NJ's Not-So-Fair Education Funding Task Force

Gov. Christie is taking a lot of heat for proposed reforms in school funding, including revising the way we tally up kids eligible for free/reduced lunch (think the corruption in Elizabeth where board members illicitly signed up their own ineligible kids and the general lack of oversight) not to mention the way we measure enrollment (see today’s Spotlight for details).

Some of these changes are common sense. Some are overkill.  But there’s overheated rhetoric on both sides. (See Education Law Center’s press release for an example: “GOVERNOR PROPOSES USING DISCREDITED METHOD TO COUNT STUDENTS FOR STATE SCHOOL AID”). And some of this melodrama could have been avoided if the Governor had chosen the members of his Education Funding Task Force just a little more wisely.

I don’t usually agree with Bob Braun, but his column this week slamming the  composition of the Task Force is fair. There’s only 7 members – its saving grace of prudence is its chair, Rochelle Hendricks – but her six underlings are a handful. I mean, Father Ed Leahy seems like a great guy, but according to Braun he knows nothing about school finance. And Tea Partier Jerry Cantrell? Really?  Cantrell’s Common Sense Institute alleges that Sea Isle City School District  pays $40,000 per kid per year. That’s just a wee bit inflammatory (and not true).

Another member of the Task Force is Charles Urban, an acolyte of “Fair Tax” Senator Mike Doherty, who would have us ignore every piece of research that shows that poor kids need more resources to learn and garners its energy from Conservative suburban resentment of New Jersey’s admittedly profligate school spending.

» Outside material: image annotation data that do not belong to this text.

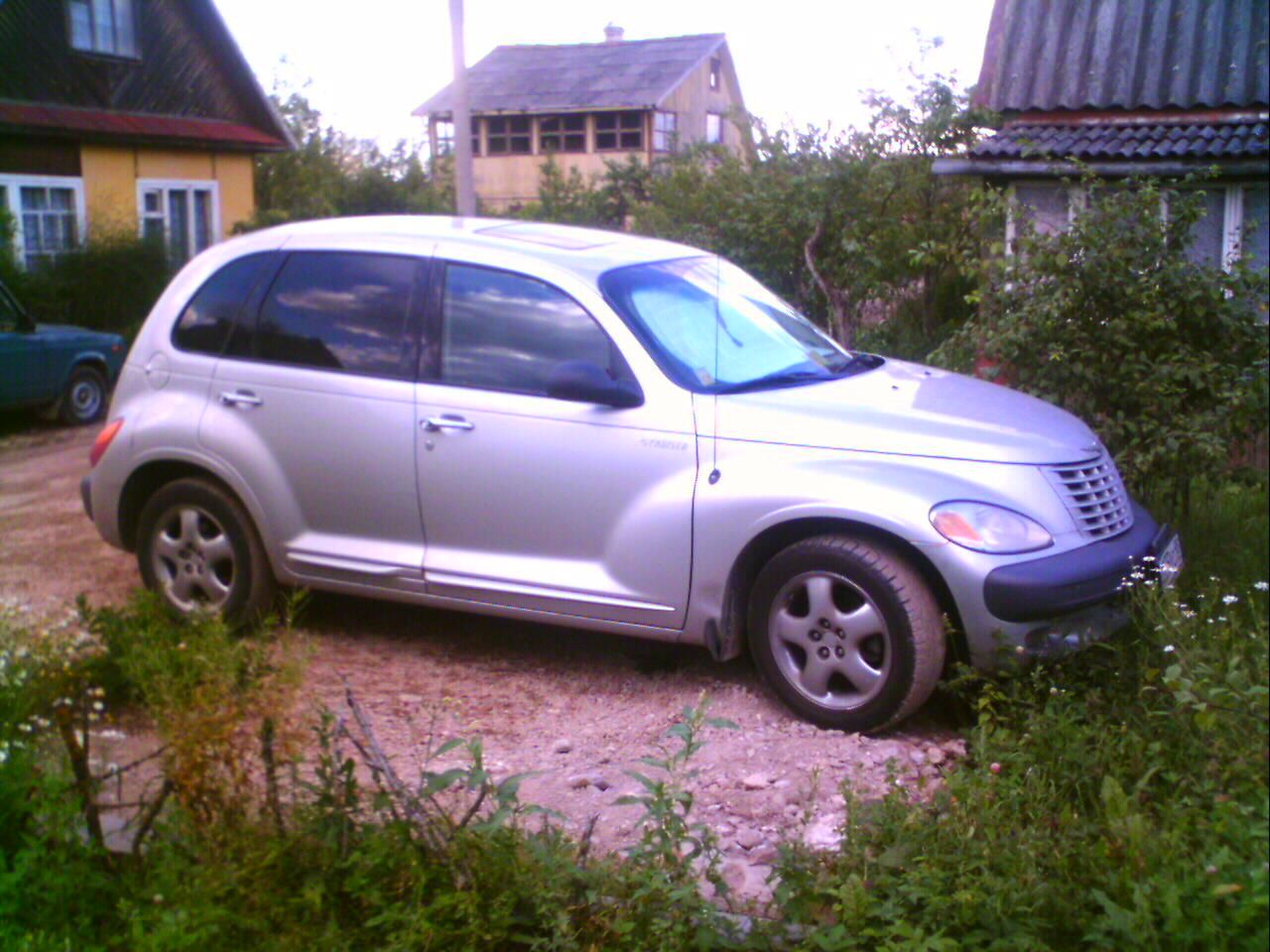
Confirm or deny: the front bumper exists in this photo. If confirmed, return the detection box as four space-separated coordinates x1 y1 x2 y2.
80 476 92 520
983 503 1172 622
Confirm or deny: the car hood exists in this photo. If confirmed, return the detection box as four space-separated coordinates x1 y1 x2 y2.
702 361 1099 463
36 323 123 346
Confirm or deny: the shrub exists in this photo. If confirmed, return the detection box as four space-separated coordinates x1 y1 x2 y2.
934 181 1267 508
0 231 172 337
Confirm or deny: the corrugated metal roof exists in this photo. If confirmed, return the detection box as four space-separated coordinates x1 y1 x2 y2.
970 119 1270 162
0 101 289 150
414 33 724 115
975 0 1270 112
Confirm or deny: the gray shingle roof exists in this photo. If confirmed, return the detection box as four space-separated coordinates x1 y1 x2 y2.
970 119 1270 162
414 33 724 115
975 0 1270 112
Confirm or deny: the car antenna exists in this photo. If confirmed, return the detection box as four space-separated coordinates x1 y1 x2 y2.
710 251 731 486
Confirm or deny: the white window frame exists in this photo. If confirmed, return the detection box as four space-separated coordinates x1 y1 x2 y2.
0 173 87 269
137 178 222 262
706 113 726 146
64 0 141 60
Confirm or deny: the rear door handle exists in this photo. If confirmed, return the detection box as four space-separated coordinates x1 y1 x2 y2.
419 416 476 432
221 390 264 407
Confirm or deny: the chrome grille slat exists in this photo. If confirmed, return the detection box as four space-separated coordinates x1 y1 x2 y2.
1045 453 1133 539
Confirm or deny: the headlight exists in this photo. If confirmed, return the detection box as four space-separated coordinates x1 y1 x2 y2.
931 500 1054 554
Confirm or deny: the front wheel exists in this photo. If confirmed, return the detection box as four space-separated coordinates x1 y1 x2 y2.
137 479 276 622
749 536 947 731
58 367 105 426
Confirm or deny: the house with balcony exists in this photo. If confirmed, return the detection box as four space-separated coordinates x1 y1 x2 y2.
0 0 294 268
414 27 749 210
934 0 1270 275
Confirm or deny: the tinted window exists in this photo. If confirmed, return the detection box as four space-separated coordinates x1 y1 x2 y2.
172 254 271 354
441 264 625 394
255 251 418 380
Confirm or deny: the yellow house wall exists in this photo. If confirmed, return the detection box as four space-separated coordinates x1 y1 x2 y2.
80 144 255 239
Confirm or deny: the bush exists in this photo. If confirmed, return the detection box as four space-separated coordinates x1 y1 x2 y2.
934 181 1267 508
0 231 172 337
779 484 1270 952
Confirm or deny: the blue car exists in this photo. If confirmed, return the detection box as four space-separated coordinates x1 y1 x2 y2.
0 275 126 425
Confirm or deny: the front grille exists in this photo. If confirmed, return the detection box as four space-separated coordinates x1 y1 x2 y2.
1045 452 1133 539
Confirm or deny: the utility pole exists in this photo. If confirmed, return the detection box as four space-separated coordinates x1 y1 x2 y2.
449 0 476 216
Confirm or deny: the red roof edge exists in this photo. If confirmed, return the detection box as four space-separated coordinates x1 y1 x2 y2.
0 101 289 151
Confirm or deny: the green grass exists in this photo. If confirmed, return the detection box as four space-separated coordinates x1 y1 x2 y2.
0 481 1270 952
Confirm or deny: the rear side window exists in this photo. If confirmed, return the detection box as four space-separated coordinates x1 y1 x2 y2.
172 254 272 355
441 264 627 395
255 251 419 380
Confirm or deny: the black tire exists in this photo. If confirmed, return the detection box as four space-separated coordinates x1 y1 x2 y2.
58 367 105 426
137 479 277 623
748 536 948 731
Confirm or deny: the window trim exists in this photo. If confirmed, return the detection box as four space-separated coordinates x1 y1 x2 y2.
136 178 225 262
63 0 141 62
591 109 648 153
704 110 726 146
652 109 680 154
0 173 87 271
429 258 644 404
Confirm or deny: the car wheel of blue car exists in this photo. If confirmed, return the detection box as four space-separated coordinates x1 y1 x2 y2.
58 367 105 426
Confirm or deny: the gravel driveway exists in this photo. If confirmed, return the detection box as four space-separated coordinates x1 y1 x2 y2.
0 427 964 893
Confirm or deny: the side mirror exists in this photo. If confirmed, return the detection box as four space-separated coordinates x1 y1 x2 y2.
548 361 644 408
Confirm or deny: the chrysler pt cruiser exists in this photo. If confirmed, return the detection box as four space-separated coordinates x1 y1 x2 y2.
81 217 1180 730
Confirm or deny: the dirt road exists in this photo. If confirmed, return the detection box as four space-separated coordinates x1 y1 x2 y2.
0 427 962 892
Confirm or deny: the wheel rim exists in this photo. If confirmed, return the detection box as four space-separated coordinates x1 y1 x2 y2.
150 505 237 612
69 380 101 418
767 572 893 711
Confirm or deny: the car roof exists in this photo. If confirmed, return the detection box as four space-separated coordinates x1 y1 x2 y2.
242 214 704 278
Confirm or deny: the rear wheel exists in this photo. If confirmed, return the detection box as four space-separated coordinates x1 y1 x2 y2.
137 479 276 622
749 536 947 731
58 367 105 426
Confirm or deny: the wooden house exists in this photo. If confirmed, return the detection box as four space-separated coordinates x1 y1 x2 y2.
0 0 294 267
414 27 749 209
935 0 1270 274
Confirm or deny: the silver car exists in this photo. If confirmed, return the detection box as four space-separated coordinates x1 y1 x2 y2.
82 217 1180 730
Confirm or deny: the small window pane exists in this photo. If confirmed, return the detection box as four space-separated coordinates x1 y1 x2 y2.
1187 186 1225 268
441 264 612 395
257 251 417 380
168 189 190 264
71 0 92 50
171 251 271 354
194 189 212 254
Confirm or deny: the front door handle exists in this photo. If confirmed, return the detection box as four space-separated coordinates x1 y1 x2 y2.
421 416 476 432
221 390 264 407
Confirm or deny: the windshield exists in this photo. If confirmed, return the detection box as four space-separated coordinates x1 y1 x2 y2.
599 258 858 394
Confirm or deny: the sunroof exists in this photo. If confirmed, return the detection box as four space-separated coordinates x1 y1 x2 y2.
479 222 611 251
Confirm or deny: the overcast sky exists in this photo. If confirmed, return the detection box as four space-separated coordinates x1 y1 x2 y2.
216 0 992 145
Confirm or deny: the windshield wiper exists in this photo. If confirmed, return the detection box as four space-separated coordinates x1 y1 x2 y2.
715 369 835 394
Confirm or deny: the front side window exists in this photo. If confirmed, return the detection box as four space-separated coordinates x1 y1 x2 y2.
539 114 586 153
599 257 872 394
172 254 273 354
595 112 644 150
67 0 137 58
255 251 421 380
653 112 680 153
485 115 534 155
137 178 219 267
440 264 629 396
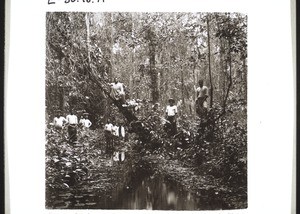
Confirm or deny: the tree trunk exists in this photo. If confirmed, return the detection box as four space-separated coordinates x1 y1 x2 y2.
223 38 232 112
148 28 159 103
206 14 214 108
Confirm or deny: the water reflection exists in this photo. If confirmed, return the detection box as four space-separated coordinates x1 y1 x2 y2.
104 170 201 210
51 160 224 210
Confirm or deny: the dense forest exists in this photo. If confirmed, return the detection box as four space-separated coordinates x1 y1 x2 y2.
45 12 247 209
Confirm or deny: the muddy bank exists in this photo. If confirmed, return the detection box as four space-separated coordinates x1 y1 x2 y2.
143 155 247 209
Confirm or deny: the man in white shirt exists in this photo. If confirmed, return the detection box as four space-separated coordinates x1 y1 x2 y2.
104 120 114 154
195 79 208 117
110 78 125 103
53 111 67 129
66 110 78 143
166 98 177 136
82 113 92 128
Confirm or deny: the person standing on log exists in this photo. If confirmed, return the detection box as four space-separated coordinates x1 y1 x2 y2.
82 113 92 128
67 109 78 143
104 120 113 154
195 79 208 118
110 78 125 103
166 98 177 136
53 110 67 130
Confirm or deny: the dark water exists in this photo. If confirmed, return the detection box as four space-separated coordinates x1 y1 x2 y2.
51 160 224 210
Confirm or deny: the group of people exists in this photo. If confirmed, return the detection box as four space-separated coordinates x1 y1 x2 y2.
52 109 92 143
110 78 208 136
165 80 208 136
104 120 125 154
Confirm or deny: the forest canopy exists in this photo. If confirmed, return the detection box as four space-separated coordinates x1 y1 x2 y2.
46 12 247 127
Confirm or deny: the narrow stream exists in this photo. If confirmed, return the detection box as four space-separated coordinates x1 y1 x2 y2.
46 157 220 210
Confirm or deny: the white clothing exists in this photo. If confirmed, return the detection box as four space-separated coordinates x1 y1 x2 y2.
79 118 85 125
196 86 208 97
67 114 78 125
166 105 177 116
104 123 114 132
53 116 67 128
120 126 125 137
111 82 125 94
112 126 119 137
82 119 92 128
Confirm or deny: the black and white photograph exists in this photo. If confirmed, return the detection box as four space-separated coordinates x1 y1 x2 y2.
45 12 248 210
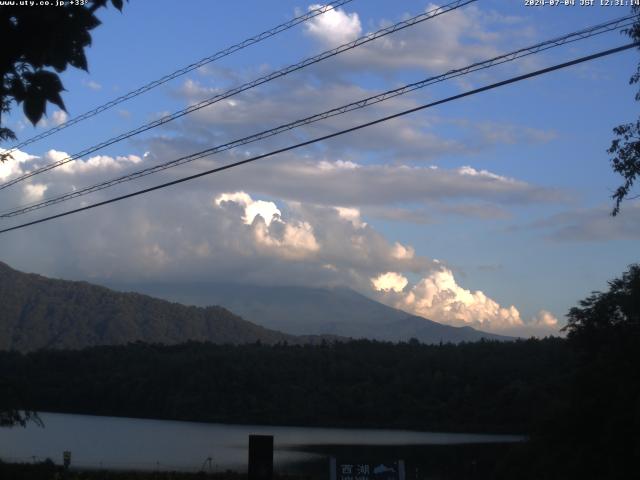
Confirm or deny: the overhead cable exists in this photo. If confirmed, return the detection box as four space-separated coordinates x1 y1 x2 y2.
5 0 353 153
0 15 638 218
0 42 640 234
0 0 478 190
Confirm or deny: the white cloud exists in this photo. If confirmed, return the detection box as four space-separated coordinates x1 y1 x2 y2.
307 4 533 75
305 4 362 47
23 183 47 202
371 272 409 292
335 207 367 228
391 242 416 260
524 200 640 242
214 192 320 259
214 192 282 227
530 310 558 329
397 267 523 331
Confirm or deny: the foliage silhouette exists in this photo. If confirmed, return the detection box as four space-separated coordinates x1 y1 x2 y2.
0 0 123 161
498 265 640 479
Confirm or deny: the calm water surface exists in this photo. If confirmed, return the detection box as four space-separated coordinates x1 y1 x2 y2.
0 413 523 473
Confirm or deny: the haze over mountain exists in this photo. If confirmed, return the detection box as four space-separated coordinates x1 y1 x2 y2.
109 283 510 343
0 262 300 351
0 262 507 351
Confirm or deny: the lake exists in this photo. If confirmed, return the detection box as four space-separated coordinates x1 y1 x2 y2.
0 413 524 478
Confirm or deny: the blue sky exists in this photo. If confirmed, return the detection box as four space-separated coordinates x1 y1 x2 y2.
0 0 640 335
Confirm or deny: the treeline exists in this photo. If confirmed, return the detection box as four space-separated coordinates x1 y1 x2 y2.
0 338 574 433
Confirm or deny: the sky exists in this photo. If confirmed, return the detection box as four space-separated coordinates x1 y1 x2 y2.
0 0 640 336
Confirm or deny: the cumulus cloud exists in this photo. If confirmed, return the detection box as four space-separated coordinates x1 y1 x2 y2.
305 4 362 47
214 192 282 227
3 151 554 331
397 267 523 330
531 310 558 329
307 3 533 74
214 192 320 259
371 272 409 292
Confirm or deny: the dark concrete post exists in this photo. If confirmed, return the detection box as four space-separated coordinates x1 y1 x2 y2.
249 435 273 480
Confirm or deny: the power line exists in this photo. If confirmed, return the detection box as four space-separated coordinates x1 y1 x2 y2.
0 15 638 218
5 0 353 153
0 42 640 234
0 0 478 190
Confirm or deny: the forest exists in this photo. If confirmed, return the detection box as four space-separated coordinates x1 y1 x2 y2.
0 339 573 433
0 265 640 480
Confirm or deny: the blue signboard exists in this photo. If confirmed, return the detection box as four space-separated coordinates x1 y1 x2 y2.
329 457 405 480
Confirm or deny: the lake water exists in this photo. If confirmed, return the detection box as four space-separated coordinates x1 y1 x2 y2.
0 413 523 473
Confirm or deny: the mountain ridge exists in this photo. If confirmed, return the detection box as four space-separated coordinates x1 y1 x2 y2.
106 282 513 344
0 262 302 351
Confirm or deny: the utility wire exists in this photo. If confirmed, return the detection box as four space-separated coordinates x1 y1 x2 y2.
0 0 478 190
0 42 640 234
0 15 638 218
5 0 353 153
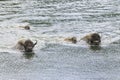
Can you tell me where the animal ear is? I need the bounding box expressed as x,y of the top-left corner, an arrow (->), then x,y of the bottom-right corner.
34,40 -> 37,46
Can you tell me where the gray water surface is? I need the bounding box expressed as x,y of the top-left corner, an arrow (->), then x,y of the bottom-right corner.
0,0 -> 120,80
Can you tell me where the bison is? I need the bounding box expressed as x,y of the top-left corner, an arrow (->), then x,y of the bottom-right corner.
64,37 -> 77,44
82,33 -> 101,46
15,39 -> 37,52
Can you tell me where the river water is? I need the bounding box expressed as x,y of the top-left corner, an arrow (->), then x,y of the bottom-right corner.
0,0 -> 120,80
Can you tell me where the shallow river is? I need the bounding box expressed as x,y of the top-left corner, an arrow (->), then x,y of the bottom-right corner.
0,0 -> 120,80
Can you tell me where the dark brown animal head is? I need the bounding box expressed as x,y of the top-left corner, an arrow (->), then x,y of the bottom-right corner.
23,40 -> 37,52
89,33 -> 101,46
71,37 -> 77,43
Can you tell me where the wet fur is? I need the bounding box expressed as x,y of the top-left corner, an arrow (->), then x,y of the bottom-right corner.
81,33 -> 101,45
15,39 -> 37,52
64,37 -> 77,44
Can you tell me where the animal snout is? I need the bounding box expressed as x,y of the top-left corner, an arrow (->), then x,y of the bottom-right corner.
25,47 -> 33,52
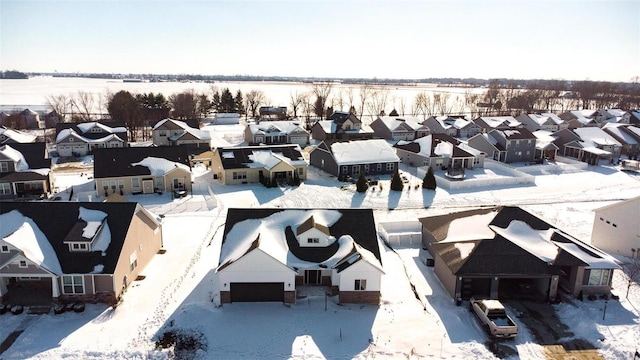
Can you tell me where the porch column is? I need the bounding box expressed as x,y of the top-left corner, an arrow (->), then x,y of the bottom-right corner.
51,276 -> 60,299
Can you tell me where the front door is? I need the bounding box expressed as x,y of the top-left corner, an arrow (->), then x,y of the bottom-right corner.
142,180 -> 153,194
304,270 -> 322,285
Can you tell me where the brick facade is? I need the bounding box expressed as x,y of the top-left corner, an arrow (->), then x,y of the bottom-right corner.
338,291 -> 380,304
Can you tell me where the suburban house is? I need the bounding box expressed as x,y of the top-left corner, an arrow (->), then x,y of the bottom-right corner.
419,206 -> 620,301
0,201 -> 162,305
93,146 -> 191,196
468,127 -> 536,163
473,116 -> 524,132
0,143 -> 51,200
602,123 -> 640,159
560,127 -> 622,165
258,106 -> 287,121
591,197 -> 640,259
393,134 -> 485,175
309,139 -> 400,178
558,110 -> 598,129
423,116 -> 482,138
311,111 -> 374,141
216,208 -> 384,304
56,121 -> 127,157
516,113 -> 568,132
211,144 -> 308,185
244,121 -> 309,146
532,130 -> 559,160
370,116 -> 430,141
0,126 -> 38,145
151,118 -> 211,148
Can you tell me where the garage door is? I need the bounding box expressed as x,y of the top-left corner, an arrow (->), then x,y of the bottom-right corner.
231,283 -> 284,302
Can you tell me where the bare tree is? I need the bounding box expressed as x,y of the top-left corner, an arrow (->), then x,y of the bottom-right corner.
47,95 -> 71,122
289,91 -> 304,118
358,84 -> 373,119
70,91 -> 94,122
244,90 -> 267,118
311,81 -> 333,119
622,249 -> 640,299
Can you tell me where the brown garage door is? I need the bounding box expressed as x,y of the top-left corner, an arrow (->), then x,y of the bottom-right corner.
231,283 -> 284,302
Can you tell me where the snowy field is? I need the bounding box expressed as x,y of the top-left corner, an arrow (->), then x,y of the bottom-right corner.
0,163 -> 640,359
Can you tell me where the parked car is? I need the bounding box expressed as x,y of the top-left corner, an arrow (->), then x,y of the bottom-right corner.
469,297 -> 518,338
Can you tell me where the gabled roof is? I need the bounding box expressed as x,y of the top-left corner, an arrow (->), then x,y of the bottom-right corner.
218,208 -> 381,271
330,139 -> 400,166
419,207 -> 619,275
0,126 -> 38,143
0,202 -> 139,274
215,144 -> 307,169
93,146 -> 190,179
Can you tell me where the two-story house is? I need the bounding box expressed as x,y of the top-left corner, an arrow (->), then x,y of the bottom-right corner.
370,116 -> 430,141
0,143 -> 51,199
56,121 -> 128,157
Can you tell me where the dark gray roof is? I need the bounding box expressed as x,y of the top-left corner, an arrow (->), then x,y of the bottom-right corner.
0,202 -> 137,274
216,145 -> 304,169
93,146 -> 190,179
220,208 -> 382,265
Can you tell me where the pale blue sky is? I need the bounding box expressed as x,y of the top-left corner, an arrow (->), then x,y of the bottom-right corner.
0,0 -> 640,81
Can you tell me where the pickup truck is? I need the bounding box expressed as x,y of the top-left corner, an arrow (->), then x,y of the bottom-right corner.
469,297 -> 518,338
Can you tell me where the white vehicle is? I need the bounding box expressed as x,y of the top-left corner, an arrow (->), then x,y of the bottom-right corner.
469,297 -> 518,338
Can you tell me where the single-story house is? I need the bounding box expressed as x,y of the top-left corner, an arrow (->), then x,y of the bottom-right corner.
591,197 -> 640,259
419,206 -> 620,301
56,121 -> 127,157
370,116 -> 430,141
0,143 -> 51,200
211,144 -> 308,185
0,126 -> 38,145
244,121 -> 309,146
216,208 -> 384,304
151,118 -> 211,149
0,201 -> 162,305
311,111 -> 374,141
393,134 -> 486,173
309,139 -> 400,178
93,146 -> 191,196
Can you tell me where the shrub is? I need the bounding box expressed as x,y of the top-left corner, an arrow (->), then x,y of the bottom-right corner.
356,172 -> 369,192
390,170 -> 404,191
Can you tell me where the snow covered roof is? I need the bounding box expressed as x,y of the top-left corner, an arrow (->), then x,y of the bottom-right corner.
331,139 -> 400,166
573,127 -> 622,148
131,156 -> 191,175
0,127 -> 37,143
0,210 -> 62,275
218,209 -> 382,271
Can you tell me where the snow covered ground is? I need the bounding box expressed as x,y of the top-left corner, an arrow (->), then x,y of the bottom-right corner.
0,162 -> 640,359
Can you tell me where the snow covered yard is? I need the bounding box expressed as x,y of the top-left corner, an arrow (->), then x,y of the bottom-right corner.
0,161 -> 640,359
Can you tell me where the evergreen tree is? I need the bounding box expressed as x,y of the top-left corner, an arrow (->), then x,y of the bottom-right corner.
356,172 -> 369,192
422,166 -> 436,190
234,90 -> 245,115
390,169 -> 404,191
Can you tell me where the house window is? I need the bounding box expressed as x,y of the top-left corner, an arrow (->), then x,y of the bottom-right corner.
0,183 -> 11,195
233,171 -> 247,180
129,252 -> 138,271
62,275 -> 84,294
584,269 -> 611,286
71,243 -> 89,251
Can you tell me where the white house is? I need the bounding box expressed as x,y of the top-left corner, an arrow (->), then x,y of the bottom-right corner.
591,196 -> 640,258
216,209 -> 383,304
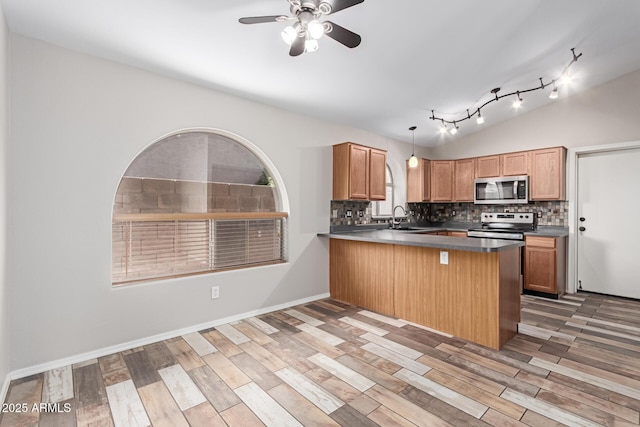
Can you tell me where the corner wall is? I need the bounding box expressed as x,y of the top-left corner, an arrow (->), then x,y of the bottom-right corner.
427,69 -> 640,159
7,34 -> 411,370
0,3 -> 11,401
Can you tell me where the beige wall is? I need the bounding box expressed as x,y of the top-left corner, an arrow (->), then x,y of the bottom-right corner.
7,34 -> 411,374
427,70 -> 640,159
0,4 -> 10,400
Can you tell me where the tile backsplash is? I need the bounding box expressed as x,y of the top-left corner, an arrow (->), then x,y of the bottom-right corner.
408,201 -> 569,227
329,200 -> 569,227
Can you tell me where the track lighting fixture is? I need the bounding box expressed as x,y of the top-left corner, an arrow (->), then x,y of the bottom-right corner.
511,91 -> 522,110
429,48 -> 582,135
409,126 -> 418,168
440,120 -> 447,134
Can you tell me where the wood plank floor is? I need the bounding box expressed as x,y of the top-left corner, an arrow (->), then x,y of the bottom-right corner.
0,293 -> 640,427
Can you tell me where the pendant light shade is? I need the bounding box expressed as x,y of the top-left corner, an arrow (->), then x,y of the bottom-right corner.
409,126 -> 419,168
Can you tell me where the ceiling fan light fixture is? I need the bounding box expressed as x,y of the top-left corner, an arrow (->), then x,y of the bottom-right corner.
280,25 -> 298,46
307,19 -> 324,40
318,1 -> 331,15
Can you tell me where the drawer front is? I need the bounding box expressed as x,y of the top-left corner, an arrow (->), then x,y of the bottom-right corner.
524,236 -> 557,249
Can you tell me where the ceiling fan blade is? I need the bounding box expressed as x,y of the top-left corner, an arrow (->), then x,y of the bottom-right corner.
238,15 -> 289,24
289,37 -> 304,56
327,0 -> 364,13
325,21 -> 362,48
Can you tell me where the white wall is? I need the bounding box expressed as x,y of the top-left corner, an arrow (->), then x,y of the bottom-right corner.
8,35 -> 411,370
0,2 -> 10,394
426,70 -> 640,159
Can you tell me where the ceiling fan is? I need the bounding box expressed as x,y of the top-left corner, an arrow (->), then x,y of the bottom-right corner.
239,0 -> 364,56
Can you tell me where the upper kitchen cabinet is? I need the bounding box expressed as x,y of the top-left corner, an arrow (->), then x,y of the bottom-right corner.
529,147 -> 567,200
369,148 -> 387,200
500,151 -> 530,178
431,160 -> 456,202
333,142 -> 387,200
476,156 -> 502,178
453,159 -> 476,202
407,159 -> 431,203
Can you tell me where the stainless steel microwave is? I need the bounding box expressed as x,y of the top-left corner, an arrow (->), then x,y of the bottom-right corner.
473,176 -> 529,205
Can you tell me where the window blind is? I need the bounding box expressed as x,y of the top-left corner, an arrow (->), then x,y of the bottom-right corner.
112,213 -> 286,285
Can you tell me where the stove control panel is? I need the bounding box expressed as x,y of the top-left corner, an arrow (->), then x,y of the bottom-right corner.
480,212 -> 535,224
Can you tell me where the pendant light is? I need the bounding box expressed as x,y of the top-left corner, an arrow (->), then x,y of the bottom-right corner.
409,126 -> 418,168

Wouldn’t it have been a simple matter to appoint a few moderates to the panel? Or to not choose the really extreme ones?  The result is a Task Force already discredited, so deeply politicized, that its conclusions, wise or not, will be undermined. That’s too bad. New Jersey could use a fresh look at public school funding. Remember also that changes may very well end up in Court. Imagine what David Sciarra could to Charles Urban in a debate about funding that’s really fair.